Europa ist unter Druck, das bisherige europäische Wirtschafts-Modell ist angesichts wachsender Disparitäten zwischen Nord- und Südeuropa offenbar nicht mehr in Gänze tragfähig.

Die Reformen nach dem Vertrag von Lissabon, die Bologna-Reformen und die Reformpolitik der Barroso-Kommission haben nicht zu mehr wirtschaftlicher Stabilität geführt, sondern zu sehr gemischten Strukturen, in denen heute ländliche Regionen abgehängt, alte Industrieregionen abgestürzt sind. Gleichzeitig explodieren in vielen Großstädten und Ballungsräumen die Immobilienmärkte, auch weil Europa im internationalen Vergleich eine rechtssichere Sphäre zur Anlage von „Fluchtgeldern“ legaler und illegaler Art ist.

Millionen Europäer sind gleichzeitig ohne Arbeit und sicheren Lebensunterhalt.
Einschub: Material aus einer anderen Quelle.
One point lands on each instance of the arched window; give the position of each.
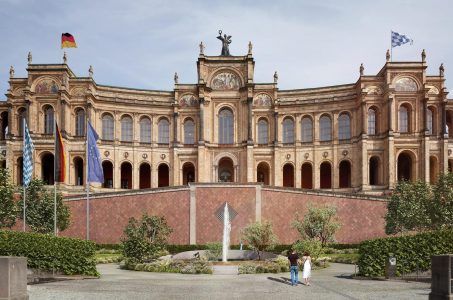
(288, 131)
(107, 127)
(371, 121)
(403, 119)
(429, 121)
(344, 127)
(307, 130)
(263, 132)
(164, 131)
(325, 129)
(20, 120)
(145, 130)
(126, 129)
(226, 127)
(80, 122)
(189, 132)
(48, 120)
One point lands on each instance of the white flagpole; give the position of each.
(23, 136)
(55, 179)
(87, 184)
(391, 47)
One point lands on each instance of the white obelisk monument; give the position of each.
(226, 232)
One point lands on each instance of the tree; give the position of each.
(408, 207)
(8, 207)
(312, 246)
(143, 239)
(40, 208)
(259, 236)
(319, 223)
(441, 206)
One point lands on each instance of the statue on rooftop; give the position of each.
(226, 41)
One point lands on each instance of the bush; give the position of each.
(39, 211)
(45, 252)
(145, 239)
(319, 223)
(170, 266)
(277, 265)
(214, 251)
(8, 206)
(312, 246)
(260, 236)
(412, 252)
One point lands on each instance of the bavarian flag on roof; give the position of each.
(67, 41)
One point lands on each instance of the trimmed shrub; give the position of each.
(45, 252)
(412, 252)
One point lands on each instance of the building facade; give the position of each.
(358, 137)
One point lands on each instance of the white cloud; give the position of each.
(142, 43)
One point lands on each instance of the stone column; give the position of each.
(275, 128)
(175, 128)
(201, 127)
(249, 121)
(444, 119)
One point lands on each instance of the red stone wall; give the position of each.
(210, 199)
(109, 215)
(361, 218)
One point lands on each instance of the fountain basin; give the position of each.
(232, 255)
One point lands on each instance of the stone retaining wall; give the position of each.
(191, 212)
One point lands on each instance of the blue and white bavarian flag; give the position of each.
(27, 156)
(95, 172)
(399, 39)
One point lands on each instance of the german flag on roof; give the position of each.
(67, 41)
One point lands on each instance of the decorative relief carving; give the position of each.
(262, 100)
(79, 91)
(225, 81)
(405, 84)
(18, 92)
(374, 90)
(433, 90)
(47, 86)
(188, 100)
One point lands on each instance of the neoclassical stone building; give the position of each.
(358, 137)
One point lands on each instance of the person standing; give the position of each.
(294, 267)
(307, 268)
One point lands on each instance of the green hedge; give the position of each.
(412, 252)
(45, 252)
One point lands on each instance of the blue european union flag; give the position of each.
(95, 173)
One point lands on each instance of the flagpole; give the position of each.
(23, 137)
(391, 47)
(87, 184)
(55, 179)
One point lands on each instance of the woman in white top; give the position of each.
(306, 259)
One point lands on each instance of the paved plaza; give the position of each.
(330, 283)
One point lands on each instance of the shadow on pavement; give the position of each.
(283, 280)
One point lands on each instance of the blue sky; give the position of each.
(141, 43)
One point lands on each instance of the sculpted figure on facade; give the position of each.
(226, 41)
(188, 100)
(225, 81)
(405, 84)
(262, 100)
(46, 86)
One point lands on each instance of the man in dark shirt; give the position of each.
(293, 267)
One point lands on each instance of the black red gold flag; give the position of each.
(67, 41)
(60, 158)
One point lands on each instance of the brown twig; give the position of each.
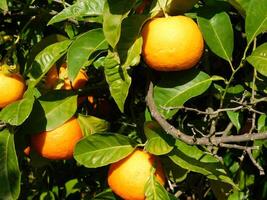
(212, 141)
(261, 170)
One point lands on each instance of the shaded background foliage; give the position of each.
(224, 95)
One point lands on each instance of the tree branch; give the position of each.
(211, 141)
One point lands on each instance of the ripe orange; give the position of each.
(12, 88)
(172, 43)
(58, 144)
(59, 79)
(127, 177)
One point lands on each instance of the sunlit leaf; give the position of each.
(176, 88)
(114, 12)
(218, 34)
(130, 43)
(118, 79)
(9, 168)
(105, 195)
(193, 159)
(51, 110)
(102, 149)
(158, 142)
(154, 190)
(45, 59)
(82, 48)
(80, 9)
(256, 20)
(91, 124)
(17, 112)
(258, 59)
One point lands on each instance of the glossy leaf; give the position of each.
(98, 150)
(3, 5)
(91, 124)
(256, 20)
(105, 195)
(9, 168)
(118, 79)
(17, 112)
(82, 48)
(193, 159)
(45, 59)
(177, 88)
(130, 44)
(72, 186)
(114, 12)
(154, 190)
(218, 34)
(235, 118)
(51, 110)
(159, 142)
(258, 59)
(80, 9)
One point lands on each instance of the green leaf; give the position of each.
(154, 190)
(82, 48)
(45, 59)
(17, 112)
(9, 168)
(159, 142)
(91, 124)
(235, 118)
(47, 196)
(72, 186)
(98, 150)
(80, 9)
(218, 34)
(193, 159)
(178, 87)
(51, 110)
(118, 79)
(256, 20)
(3, 5)
(130, 44)
(258, 59)
(220, 190)
(114, 12)
(105, 195)
(240, 5)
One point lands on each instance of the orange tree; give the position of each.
(184, 84)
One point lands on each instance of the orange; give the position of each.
(172, 43)
(12, 88)
(59, 79)
(127, 177)
(58, 144)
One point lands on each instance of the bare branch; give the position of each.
(212, 141)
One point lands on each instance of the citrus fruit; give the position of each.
(175, 7)
(58, 144)
(12, 87)
(59, 79)
(127, 177)
(172, 43)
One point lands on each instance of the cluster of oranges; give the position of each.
(170, 43)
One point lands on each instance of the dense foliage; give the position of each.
(207, 124)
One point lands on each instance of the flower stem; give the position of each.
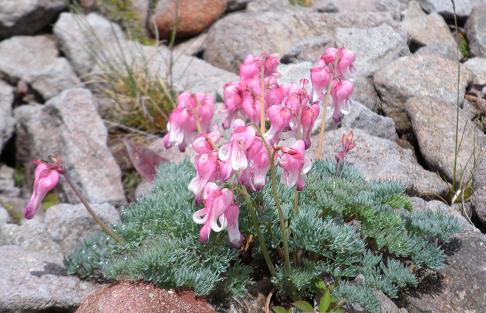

Die Jugendarbeitslosigkeit ist in Südeuropa auf einem skandalösen Niveau, dem mit einer noch größeren Gleichgültigkeit und Verlogenheit der politischen Eliten begegnet wird, die weiterhin „Business as usuael“ machen, und ihre Belange, Pfründe und Subventionslandschaften pflegen.

Die Finanzmarkt-Regulierung ist heute bürokratisch gescheitert: wir haben eine „Euro-Moneto-Sklerose“, in der Banken nicht mehr fähig sind, ihre volkswirtschaftlichen Aufgaben der „erneuernden Kreditfinanzierung“ auf breiter Basis wahrzunehmen.

Austeritätspolitik und Fiskalpolitik sorgen für immer größere Verluste an Humankapital und strukturellen Ressourcen, die für den Erhalt von Wohlstand und Prosperität nötig sind.

Innovation, Digitalisierung und Arbeitsplätze – die EU-Modernisierungs-Strategien reichen offensichtlich nicht aus, zumal längst auch vielversprechende Technologien und Unternehmen aus dem Ausland aufgekauft werden. Die NOKIA-Krise hat zudem gezeigt:

Wo Europäer eine heilige Kuh sehen, sehen Konkurrenten nur Steaks und Felle.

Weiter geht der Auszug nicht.